Question

How do you find the sum of finite geometric series?

Answer 1

Hint: Here in this question, we have to find the sum of finite geometric series. The geometric series is defined as the series with a constant ratio between the two successive terms. Then by considering the geometric series we have found the sum of the series.

Complete step-by-step answer:
In the mathematics we have three types of series namely, arithmetic series, geometric series and harmonic series.
The geometric series is defined as the series with a constant ratio between the two successive terms. The finite geometric series is generally represented as $ a,ar,a{r^2},...,a{r^n} $ , where a is first term and r is a common ratio.
Now we have to find the sum of finite geometric series, the sum for finite geometric series is defined by $ {S_n} $
The sum of finite geometric series is
 $ {S_n} = a + ar + a{r^2} + ... + a{r^n} $ ------(1)
Now we multiply the equation (1) by r so we get
 $ \Rightarrow r{S_n} = r\left( {a + ar + a{r^2} + ... + a{r^n}} \right) $
On multiplying we have
 $ \Rightarrow r{S_n} = ar + a{r^2} + a{r^3} + ... + a{r^{n + 1}} $ ------(2)
So, the equation (1) can be written as $ \Rightarrow {S_n} - a = ar + a{r^2} + ... + a{r^n} $ -------(3)
The equation (2) written as $ \Rightarrow r{S_n} = ar + a{r^2} + a{r^3} + ... + a{r^n} + a{r^{n + 1}} $ -----------(4)
Substitute the equation (3) in equation (4) we get
 $ \Rightarrow r{S_n} = {S_n} - a + a{r^{n + 1}} $ ----------(5)
Take $ {S_n} $ to the LHS we get
 $ \Rightarrow r{S_n} - {S_n} = a{r^{n + 1}} - a $ -------(6)
Take $ {S_n} $ common in LHS and a common in RHS we get
 $ \Rightarrow {S_n}(r - 1) = a({r^{n + 1}} - 1) $
The above equation is written as
 $ \Rightarrow {S_n} = \dfrac{{a({r^{n + 1}} - 1)}}{{(r - 1)}} $
So, the correct answer is “ $ \dfrac{{a({r^{n + 1}} - 1)}}{{(r - 1)}} $ ”.

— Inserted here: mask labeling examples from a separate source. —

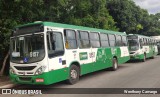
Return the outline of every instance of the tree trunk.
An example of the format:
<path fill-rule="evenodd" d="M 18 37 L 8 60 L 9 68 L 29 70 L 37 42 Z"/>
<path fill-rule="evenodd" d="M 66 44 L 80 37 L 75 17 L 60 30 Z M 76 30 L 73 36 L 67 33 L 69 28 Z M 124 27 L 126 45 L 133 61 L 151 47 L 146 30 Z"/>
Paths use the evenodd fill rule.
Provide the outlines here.
<path fill-rule="evenodd" d="M 6 56 L 5 56 L 4 60 L 3 60 L 3 65 L 2 65 L 2 68 L 1 68 L 1 71 L 0 71 L 0 76 L 2 76 L 3 73 L 4 73 L 4 69 L 5 69 L 8 57 L 9 57 L 9 51 L 8 51 L 8 53 L 6 54 Z"/>

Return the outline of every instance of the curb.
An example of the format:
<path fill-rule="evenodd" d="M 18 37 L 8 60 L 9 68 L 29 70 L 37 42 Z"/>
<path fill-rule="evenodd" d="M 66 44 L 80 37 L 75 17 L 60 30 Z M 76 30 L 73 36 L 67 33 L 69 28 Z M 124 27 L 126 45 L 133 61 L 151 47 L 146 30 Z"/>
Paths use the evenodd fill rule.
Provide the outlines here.
<path fill-rule="evenodd" d="M 7 84 L 7 85 L 4 85 L 4 86 L 0 86 L 0 89 L 1 88 L 13 88 L 15 86 L 17 86 L 17 84 Z"/>

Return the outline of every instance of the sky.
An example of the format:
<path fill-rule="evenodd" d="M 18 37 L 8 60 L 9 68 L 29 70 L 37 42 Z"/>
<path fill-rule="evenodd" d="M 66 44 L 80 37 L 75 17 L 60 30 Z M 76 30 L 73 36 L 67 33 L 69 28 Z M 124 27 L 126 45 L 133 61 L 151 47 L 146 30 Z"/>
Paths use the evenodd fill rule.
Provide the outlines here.
<path fill-rule="evenodd" d="M 147 9 L 150 14 L 160 13 L 160 0 L 133 0 L 136 5 Z"/>

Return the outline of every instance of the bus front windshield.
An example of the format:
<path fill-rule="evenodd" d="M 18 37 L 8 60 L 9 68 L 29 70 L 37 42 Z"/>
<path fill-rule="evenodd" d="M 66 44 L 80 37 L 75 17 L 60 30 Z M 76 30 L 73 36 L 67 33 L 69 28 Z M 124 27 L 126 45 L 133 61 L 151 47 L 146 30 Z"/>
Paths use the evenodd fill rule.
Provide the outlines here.
<path fill-rule="evenodd" d="M 139 42 L 137 39 L 128 40 L 128 43 L 130 51 L 136 51 L 139 49 Z"/>
<path fill-rule="evenodd" d="M 45 56 L 44 35 L 15 36 L 11 38 L 10 52 L 11 62 L 14 63 L 41 61 Z"/>

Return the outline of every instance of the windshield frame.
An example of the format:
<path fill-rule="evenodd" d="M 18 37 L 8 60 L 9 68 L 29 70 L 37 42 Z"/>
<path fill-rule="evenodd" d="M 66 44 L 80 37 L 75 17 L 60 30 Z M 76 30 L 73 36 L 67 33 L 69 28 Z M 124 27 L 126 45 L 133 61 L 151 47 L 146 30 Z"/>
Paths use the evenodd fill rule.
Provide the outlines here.
<path fill-rule="evenodd" d="M 43 57 L 41 58 L 41 59 L 39 59 L 39 60 L 36 60 L 36 61 L 33 61 L 33 62 L 24 62 L 24 60 L 23 60 L 23 58 L 25 58 L 25 56 L 23 56 L 23 58 L 22 59 L 20 59 L 20 60 L 18 60 L 18 61 L 13 61 L 12 60 L 12 53 L 13 53 L 13 51 L 12 51 L 12 39 L 16 39 L 16 38 L 19 38 L 19 37 L 27 37 L 27 36 L 30 36 L 30 37 L 32 37 L 32 35 L 43 35 L 43 52 L 44 52 L 44 55 L 43 55 Z M 17 64 L 30 64 L 30 63 L 36 63 L 36 62 L 40 62 L 40 61 L 42 61 L 42 60 L 44 60 L 44 58 L 45 58 L 45 56 L 46 56 L 46 42 L 45 42 L 45 33 L 43 33 L 43 32 L 40 32 L 40 33 L 31 33 L 31 34 L 25 34 L 25 35 L 17 35 L 17 36 L 12 36 L 12 37 L 10 37 L 10 62 L 12 62 L 12 63 L 17 63 Z M 26 44 L 25 44 L 26 45 Z M 23 52 L 24 53 L 24 52 Z M 28 52 L 29 53 L 29 52 Z M 30 58 L 30 57 L 29 57 Z M 23 61 L 23 62 L 22 62 Z"/>

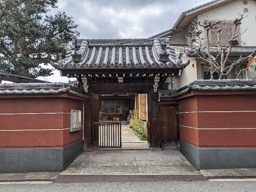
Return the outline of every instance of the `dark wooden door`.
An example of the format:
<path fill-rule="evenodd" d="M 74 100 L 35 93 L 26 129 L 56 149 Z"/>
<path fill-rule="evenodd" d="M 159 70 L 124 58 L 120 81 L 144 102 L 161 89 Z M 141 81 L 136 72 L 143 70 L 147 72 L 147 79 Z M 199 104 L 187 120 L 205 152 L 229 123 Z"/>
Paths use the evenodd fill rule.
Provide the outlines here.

The above formula or sum formula is used for the geometric series which is having the common ratio greater than 1.
The sum of finite geometric series for the common ratio less than 1, we have
 $ {S_n} = \dfrac{{a(1 - {r^{n + 1}})}}{{(1 - r)}} $
So, the correct answer is “ $ {S_n} = \dfrac{{a(1 - {r^{n + 1}})}}{{(1 - r)}} $ ”.

Note: Three different forms of series are arithmetic series, geometric series and harmonic series. For the arithmetic series is the series with common differences. The geometric series is the series with a common ratio. The sum is known as the total value of the given series.